Vous vous rappelez de décembre 2020 ? Les toutes premières livraisons de vaccins anticovid avaient été accompagnées d’une surenchère des pays riches pour s’adjuger un nombre suffisant de doses.
L’Allemagne a frôlé une crise gouvernementale, car Berlin avait décidé de rejoindre l’initiative de l’UE d’acquérir les vaccins à 27, au lieu de négocier à part une livraison massive de doses produites par BioNTech, laboratoire dont le siège se trouve à Mayence.
Au Luxembourg, il y a eu une polémique à propos de certains administrateurs d’hôpital qui avaient obtenu leur sérum sans figurer parmi le personnel de santé de terrain, priorisé dans la campagne de vaccination.
Les grands oubliés étaient à l’époque les pays à revenus faibles et moyens, incapables de concurrencer ceux qui sont les mieux lotis. Début 2022, 34 États du continent africain affichaient encore un taux de vaccination inférieur à 10 % de leur population.
Entretemps, 16 d’entre eux ont passé ce cap, dont 4 qui atteignent les 20 %. À la mi-octobre, seuls 24 % de la population du continent avaient terminé leur primovaccination, alors que la couverture est de 64 % au niveau mondial. Au rythme actuel, l’Afrique devra attendre… avril 2025 pour atteindre l’objectif mondial de 70 % de personnes primovaccinées.
Pendant ce temps, les pays européens sont submergés de vaccins. Pire, des centaines de milliers, voire des millions de doses périmées doivent être jetées à la poubelle. Au Grand-Duché, quelque 78 900 doses ont dû être détruites depuis décembre 2021. Si la commande communautaire a fini par faire ses preuves, le système mis en place, conditionné par les producteurs de vaccins, cause désormais des effets pervers. Des besoins qui sont à estimer à long terme, au vu des délais de livraison de 12 à 15 mois, expliquent ce phénomène. Cela ne doit cependant pas être une excuse pour laisser perdurer ce gâchis.

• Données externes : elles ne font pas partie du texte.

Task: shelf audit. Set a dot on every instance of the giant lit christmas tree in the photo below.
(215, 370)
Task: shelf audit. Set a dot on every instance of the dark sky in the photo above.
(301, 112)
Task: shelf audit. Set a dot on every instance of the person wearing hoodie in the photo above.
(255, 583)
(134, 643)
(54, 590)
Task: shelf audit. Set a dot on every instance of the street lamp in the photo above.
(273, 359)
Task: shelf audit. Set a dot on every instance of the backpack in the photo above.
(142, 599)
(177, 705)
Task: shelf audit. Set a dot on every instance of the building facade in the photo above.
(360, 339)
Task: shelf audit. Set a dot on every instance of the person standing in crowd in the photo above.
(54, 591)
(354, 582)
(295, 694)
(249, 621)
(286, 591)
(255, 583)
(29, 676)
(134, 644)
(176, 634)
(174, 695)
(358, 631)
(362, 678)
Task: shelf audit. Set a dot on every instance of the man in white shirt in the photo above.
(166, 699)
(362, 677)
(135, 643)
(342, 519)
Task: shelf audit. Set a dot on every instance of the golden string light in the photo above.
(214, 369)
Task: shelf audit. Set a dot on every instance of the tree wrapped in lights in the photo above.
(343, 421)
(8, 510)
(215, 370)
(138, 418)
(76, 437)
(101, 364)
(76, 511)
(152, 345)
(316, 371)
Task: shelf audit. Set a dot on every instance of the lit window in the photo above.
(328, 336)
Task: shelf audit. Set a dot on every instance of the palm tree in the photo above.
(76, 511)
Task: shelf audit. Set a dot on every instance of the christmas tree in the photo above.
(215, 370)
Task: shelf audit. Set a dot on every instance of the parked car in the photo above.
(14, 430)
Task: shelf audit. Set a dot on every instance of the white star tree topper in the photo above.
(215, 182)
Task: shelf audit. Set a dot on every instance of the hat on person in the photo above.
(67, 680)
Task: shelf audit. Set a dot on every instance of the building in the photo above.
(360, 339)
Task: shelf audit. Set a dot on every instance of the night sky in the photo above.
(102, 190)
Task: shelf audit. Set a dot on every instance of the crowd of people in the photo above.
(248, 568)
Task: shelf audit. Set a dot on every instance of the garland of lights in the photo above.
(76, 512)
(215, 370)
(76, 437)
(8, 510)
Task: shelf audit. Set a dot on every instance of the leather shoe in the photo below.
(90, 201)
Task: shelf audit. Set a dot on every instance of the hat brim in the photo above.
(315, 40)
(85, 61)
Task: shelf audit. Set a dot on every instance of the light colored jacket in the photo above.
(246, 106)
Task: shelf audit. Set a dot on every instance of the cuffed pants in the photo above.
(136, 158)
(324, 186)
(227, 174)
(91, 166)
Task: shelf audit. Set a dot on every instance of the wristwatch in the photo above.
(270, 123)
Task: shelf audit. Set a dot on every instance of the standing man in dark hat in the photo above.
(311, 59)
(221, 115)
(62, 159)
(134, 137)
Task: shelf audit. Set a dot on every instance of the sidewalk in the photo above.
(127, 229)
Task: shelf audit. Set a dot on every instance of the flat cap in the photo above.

La redistribution des doses inutilisées doit devenir une priorité absolue. Car même si le covid est sur le recul, le risque d’une recrudescence existe. «Tant que l’Afrique sera loin derrière (…), il existera une dangereuse lacune que le virus pourra exploiter pour revenir en force», souligne le Dr Matshidiso Moeti, directrice régionale de l’OMS pour l’Afrique. Cela a le mérite d’être clair.